Institute for War and Peace Reporting | Giving Voice, Driving Change
Chechnya: Checkpoint Lottery
“Stop, driver! Turn off the engine, tell the passengers to get out, show your documents and prepare your car for examination.” But despite this stern message on a notice standing 10 metres from the checkpoint at Khankala outside the Chechen capital Grozny, the bus driver does not even think of stopping, still less discharging his passengers.
Akhmad waves a hand in greeting to a special forces policeman as he steers the bus up to the checkpoint, and in return the officer just nods him through – no need for a security check.

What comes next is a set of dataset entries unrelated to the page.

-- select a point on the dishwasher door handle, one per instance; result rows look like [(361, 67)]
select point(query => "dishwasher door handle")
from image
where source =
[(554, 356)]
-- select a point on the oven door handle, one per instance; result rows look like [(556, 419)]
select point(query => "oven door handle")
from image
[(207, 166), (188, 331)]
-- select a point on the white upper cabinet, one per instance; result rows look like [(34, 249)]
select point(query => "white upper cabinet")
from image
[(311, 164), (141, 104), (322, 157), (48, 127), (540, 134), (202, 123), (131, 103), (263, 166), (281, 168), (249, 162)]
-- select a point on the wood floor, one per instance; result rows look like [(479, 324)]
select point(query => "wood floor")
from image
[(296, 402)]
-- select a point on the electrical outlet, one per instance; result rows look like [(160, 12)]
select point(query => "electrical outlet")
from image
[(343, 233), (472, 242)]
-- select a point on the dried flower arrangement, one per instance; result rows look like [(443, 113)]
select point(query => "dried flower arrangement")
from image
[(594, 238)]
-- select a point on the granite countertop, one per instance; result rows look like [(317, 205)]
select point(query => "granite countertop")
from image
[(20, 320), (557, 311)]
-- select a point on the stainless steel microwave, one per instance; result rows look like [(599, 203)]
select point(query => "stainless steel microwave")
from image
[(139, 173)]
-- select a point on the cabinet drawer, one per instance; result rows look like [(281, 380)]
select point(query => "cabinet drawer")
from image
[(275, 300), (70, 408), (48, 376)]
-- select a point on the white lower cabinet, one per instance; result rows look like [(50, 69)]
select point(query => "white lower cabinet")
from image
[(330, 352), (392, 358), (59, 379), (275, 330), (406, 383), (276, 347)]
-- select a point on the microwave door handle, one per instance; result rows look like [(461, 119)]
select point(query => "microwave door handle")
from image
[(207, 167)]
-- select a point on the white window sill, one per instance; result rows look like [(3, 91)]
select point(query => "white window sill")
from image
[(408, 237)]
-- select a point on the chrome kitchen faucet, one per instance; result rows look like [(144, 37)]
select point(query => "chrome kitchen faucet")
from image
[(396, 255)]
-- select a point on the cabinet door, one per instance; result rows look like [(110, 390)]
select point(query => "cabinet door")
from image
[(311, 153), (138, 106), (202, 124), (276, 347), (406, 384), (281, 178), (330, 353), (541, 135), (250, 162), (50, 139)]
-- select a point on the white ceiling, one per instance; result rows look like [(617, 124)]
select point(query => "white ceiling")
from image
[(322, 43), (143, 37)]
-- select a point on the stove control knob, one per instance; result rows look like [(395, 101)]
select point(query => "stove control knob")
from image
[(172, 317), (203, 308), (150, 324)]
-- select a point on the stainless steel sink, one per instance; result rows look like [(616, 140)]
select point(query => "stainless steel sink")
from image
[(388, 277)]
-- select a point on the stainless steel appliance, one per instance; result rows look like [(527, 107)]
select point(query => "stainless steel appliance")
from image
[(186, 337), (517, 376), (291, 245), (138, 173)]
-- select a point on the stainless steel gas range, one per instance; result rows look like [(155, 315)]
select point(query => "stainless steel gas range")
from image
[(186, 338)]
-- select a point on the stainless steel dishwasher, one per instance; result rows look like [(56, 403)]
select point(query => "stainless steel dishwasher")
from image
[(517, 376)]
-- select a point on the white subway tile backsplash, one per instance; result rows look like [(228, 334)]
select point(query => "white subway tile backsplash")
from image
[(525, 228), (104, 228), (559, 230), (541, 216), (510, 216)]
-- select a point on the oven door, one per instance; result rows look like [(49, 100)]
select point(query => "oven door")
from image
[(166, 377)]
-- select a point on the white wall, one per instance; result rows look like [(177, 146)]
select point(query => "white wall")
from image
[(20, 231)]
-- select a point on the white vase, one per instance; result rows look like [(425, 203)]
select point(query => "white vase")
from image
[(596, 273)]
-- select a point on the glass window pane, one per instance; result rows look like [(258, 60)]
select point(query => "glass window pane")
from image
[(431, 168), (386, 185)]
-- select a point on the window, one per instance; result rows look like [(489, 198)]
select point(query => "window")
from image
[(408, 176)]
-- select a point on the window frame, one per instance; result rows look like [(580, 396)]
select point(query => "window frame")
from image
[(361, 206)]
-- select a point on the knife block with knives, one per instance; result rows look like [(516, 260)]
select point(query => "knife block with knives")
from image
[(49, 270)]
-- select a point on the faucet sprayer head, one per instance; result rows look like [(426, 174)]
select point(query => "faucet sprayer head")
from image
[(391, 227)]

“This is my second run today,” explained Akhmed, who drives the route between Argun and Grozny. “I registered in the morning, so I can be sure of a free drive for today.”
How much does this unofficial "registration" cost? “Fifty roubles [less than two US dollars] and you can drive anywhere you want to.”
What if you choose not to pay? Akhmad grinned. “In the beginning I tried being a hero. So they'd search the whole bus, detain the passengers, and complain about tiny things - ‘why haven’t you got this, why haven’t you got that? - from a first-aid kit to a gas mask.
"In short, they let me know that if I wanted to make money, I'd need to share it”.
At present, there are 48 checkpoints in Chechnya. That follows a 20 per cent cut in the number of posts ordered by the senior Russian army commander there, Lieutenant-General Yevgeny Abrashin, who also said that traffic police and the local police force were taking greater responsibility for guarding the republic’s roads.
But although ordinary people are pleased that there are fewer checkpoints to negotiate, the general’s predictions of improvements have not come true. The posts are manned by men in camouflage fatigues and policemen’s uniforms, whose allegiance no one is sure of.
Slowly Chechnya’s checkpoints have turned into an extortion racket which has little to do with security or military strategy.
Money decides everything. As the recent bloody raid by 200 rebel fighters into Ingushetia demonstrates, armed men are able to move freely around Chechnya. Only the smaller fish are liable to be caught in the net if they cannot pay up.
Chechen driver Usman told IWPR about the time he discovered how you can even get a bomb past the security forces.
“People who have a defect in their passport - no military service stamp, for instance – usually slip 10 roubles inside when they're stopped at a checkpoint. The soldiers understand, take the money and give the passport back, no questions asked,” he explained.
Usman had passed through one checkpoint on the border with Ingushetia when he remembered he'd put 500 roubles inside his passport for safekeeping, and forgotten about it when he handed the document over. Now the money had disappeared, so he went back to the checkpoint and asked to get it back, explaining it was a mistake.
“They told me, ‘how were to know that you weren’t carrying a bomb and that now you’ve unloaded it, you have come back?’” For Usman, that was pretty clear evidence that for 500 roubles – about 20 dollars – you can take even a bomb through this particular checkpoint at least.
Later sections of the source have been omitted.